Ela olhou para mim sem sorrir.

— Vieste ver se ainda estou viva?

Senti um nó na garganta.

— Vim porque tenho saudades tuas.

Ela suspirou e olhou para as mãos.

— Sabes… quando eras pequena eu também me sentia sozinha. O teu pai trabalhava muito e eu ficava aqui presa contigo e com os meus pensamentos. Às vezes gritava contigo porque não sabia fazer melhor.

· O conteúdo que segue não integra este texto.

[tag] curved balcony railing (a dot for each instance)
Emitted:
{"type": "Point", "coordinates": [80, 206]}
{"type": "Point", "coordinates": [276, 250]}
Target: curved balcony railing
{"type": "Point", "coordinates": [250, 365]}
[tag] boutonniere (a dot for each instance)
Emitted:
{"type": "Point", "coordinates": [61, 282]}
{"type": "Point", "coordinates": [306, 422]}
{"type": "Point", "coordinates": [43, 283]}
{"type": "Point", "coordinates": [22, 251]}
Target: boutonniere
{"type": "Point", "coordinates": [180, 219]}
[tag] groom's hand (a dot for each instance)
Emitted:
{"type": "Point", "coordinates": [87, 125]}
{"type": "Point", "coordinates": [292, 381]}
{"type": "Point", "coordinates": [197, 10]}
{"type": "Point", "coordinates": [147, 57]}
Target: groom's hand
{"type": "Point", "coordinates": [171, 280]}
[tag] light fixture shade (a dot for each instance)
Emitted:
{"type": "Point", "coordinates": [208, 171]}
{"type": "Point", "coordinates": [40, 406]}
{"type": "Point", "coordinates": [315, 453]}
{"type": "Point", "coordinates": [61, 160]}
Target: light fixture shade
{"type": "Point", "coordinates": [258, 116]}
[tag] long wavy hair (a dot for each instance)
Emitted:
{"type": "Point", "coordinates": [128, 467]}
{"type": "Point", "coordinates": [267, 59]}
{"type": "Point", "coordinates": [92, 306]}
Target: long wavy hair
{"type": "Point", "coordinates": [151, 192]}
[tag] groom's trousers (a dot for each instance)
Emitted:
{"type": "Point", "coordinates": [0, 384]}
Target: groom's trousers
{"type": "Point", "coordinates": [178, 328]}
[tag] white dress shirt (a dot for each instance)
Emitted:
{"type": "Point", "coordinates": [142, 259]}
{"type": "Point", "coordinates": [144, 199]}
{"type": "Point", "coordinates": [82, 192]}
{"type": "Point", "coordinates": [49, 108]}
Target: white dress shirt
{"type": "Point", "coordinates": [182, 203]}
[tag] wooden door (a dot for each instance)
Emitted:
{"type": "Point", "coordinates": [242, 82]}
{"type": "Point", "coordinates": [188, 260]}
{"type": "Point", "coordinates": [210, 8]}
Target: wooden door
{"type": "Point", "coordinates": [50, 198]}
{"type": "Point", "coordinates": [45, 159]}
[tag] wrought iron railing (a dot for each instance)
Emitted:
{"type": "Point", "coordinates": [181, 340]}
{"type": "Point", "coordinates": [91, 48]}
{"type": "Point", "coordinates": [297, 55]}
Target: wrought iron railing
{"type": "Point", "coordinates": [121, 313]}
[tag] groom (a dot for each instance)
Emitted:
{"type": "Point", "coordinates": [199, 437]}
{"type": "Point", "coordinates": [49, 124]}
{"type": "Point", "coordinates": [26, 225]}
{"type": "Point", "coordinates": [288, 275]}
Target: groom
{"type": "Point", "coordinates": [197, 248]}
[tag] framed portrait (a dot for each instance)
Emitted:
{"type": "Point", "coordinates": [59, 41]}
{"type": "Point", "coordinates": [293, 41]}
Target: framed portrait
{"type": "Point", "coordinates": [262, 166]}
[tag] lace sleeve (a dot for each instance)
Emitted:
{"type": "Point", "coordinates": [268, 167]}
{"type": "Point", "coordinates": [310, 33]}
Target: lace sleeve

Ficámos em silêncio durante uns minutos. Depois ela disse:

— Não te culpes tanto. A vida é assim mesmo: cheia de escolhas difíceis.

Abracei-a com força e senti as lágrimas dela molharem-me o ombro.

Desde esse dia comecei a visitá-la todas as semanas. Levo-lhe bolos caseiros e fotografias dos netos. Às vezes conversamos sobre o passado; outras vezes ficamos só em silêncio, de mãos dadas.

Mas há noites em que ainda acordo sobressaltada com aquele olhar dela no corredor do lar — um olhar entre o medo e a esperança.

Será que algum dia vou perdoar-me por tê-la deixado ali? Ou será que há decisões na vida que nunca deixam de nos assombrar?